In Harman v. Chambers, 358 Pa. 516, 57 A.2d 842 (1948), the Supreme Court said: "Generally speaking, the measure of damages applicable in a case of breach of contract is that the aggrieved party should be placed as nearly as possible in the same position [she] would have occupied had there *142 been no breach." Id., 358 Pa. at 521, 57 A.2d at 845. See also: Maxwell v. Schaefer, 381 Pa. 13, 21, 112 A.2d 69, 73 (1955); Ready v. Motor Sport, Inc., 201 Pa.Super. 528, 531, 193 A.2d 766, 768 (1963); Emerman v. Baldwin, 186 Pa.Super. 561, 572, 142 A.2d 440, 447 (1958); Stephenson v. Butts, 187 Pa.Super. 55, 60, 142 A.2d 319, 321 (1958). However, the injured party may recover only such damages as would naturally and ordinarily flow from the breach, as were reasonably foreseeable and within the contemplation of the parties at the time they made the contract, and as can be proved with reasonable certainty. Keystone Diesel Engine Co. v. Irwin, 411 Pa. 222, 224, 191 A.2d 376, 378 (1963), overruled on other grounds, R.I. Lampus Co. v. Neville Cement Products Corp., 474 Pa. 199, 378 A.2d 288 (1977); Taylor v. Kaufhold, 368 Pa. 538, 546, 84 A.2d 347, 351 (1951).

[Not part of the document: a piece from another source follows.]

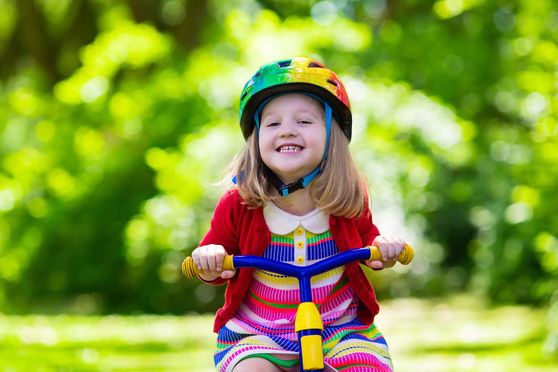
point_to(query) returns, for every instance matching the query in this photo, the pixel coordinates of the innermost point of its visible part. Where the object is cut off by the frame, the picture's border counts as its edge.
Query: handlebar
(370, 253)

If the Bank had been guilty of breaching the contract of deposit by terminating appellant's interest in the joint account without following established banking practices, appellant's loss would have been the value of her interest in the account at the time it was terminated. It was this amount which represented the foreseeable damages flowing from the breach of contract. It was the value of one-half of the account at the time of termination which would have returned appellant to the same position which she would have occupied if there had been no breach. The Bank could have no liability for the manner in which Coyle dealt with his separate property after the alleged breach of contract had occurred. Appellant cannot recover moneys from the Bank which belonged solely to her husband and in which she had no property right after the joint account had been closed.

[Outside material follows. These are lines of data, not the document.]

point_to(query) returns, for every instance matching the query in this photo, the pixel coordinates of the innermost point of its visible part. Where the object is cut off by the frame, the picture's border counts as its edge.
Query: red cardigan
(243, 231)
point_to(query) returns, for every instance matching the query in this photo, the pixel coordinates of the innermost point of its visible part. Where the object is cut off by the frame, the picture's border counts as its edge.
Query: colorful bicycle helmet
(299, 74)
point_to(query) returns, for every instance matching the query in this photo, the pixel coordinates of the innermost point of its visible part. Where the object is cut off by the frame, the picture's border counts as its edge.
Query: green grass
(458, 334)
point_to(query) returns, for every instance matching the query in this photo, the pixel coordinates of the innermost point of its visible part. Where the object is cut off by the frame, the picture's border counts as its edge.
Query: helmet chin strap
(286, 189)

The issue of appellant's damages was adjudicated in the prior action between appellant and her former husband. See: Coyle v. Coyle, supra. Because that issue was adjudicated in an action to which appellant was a party, the Bank could properly raise the defense of collateral estoppel. Collateral estoppel is issue oriented. It operates to prevent a question of law or an issue of fact which has once been *143 litigated and adjudicated finally in a court of competent jurisdiction from being relitigated in a subsequent suit. Day v. Volkswagenwerk Aktiengesellschaft, 318 Pa.Super. 225, 236, 464 A.2d 1313, 1318 (1983). There is no requirement that the parties be the same. It is necessary only that the party against whom the defense is invoked be identical to or in privity with the party in the first action. Thompson v. Karastan Rug Mills, 228 Pa.Super. 260, 265, 323 A.2d 341, 344 (1974).

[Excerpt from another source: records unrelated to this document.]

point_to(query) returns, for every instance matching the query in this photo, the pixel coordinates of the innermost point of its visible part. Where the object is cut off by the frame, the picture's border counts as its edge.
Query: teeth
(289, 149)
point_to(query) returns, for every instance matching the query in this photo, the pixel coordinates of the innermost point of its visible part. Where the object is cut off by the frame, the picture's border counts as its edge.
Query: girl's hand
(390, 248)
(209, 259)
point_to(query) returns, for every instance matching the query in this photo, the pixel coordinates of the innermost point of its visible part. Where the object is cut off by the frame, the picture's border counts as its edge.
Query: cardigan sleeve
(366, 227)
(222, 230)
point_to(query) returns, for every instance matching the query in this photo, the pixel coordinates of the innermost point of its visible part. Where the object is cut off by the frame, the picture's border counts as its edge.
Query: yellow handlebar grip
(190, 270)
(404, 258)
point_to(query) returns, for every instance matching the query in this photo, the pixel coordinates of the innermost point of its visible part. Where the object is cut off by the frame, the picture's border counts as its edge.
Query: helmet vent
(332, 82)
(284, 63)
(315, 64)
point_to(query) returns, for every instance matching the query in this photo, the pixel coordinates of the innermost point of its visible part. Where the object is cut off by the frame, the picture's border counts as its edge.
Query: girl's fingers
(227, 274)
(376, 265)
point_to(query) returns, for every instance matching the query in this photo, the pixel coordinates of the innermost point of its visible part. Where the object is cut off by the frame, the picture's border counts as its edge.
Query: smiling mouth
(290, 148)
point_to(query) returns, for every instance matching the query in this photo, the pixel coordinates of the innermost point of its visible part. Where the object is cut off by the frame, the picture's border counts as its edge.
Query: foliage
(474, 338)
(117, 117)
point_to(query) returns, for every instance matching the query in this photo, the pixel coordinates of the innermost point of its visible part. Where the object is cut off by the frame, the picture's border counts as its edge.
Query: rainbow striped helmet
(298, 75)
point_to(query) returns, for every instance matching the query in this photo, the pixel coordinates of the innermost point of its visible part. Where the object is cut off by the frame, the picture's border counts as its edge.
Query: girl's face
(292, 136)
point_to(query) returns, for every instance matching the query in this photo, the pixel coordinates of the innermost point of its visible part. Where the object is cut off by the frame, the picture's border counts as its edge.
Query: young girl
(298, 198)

Not only had the nature and extent of the loss caused by the wrongful termination of the account been fully litigated and adjudicated in the former action, but the damages adjudicated therein had also been paid. Appellant cannot recover again in this action the same damages. She has sustained no loss.

Finally, appellant cannot recover punitive damages against the Bank. The law is clear that punitive damages are not recoverable in an action for breach of contract. DeLuca v. Fidelity Bank, 282 Pa.Super. 365, 368, 422 A.2d 1159, 1161 (1980); Gurnick v. Government Employees Insurance Co., 278 Pa.Super. 437, 440, 420 A.2d 620, 621 (1980), overruled on other grounds, Toll v. Toll, 293 Pa.Super. 549, 439 A.2d 712 (1981).

The judgment is affirmed.


[1] Coyle v. Coyle, 282 Pa.Super. 221, 422 A.2d 1085 (1980) (reargument denied December 24, 1980). We affirmed but modified the award to include an additional joint gift which the trial court had inadvertently failed to include in its order.

[2] The depositions of appellant and her former husband were not filed of record and, therefore, could not be considered in determining the motions for summary judgment. See: Erie Indemnity Co. v. Coal Operators Casualty Co., 441 Pa. 261, 272 A.2d 465 (1971). The trial court's opinion makes it clear that the depositions of appellant and her former husband were not considered.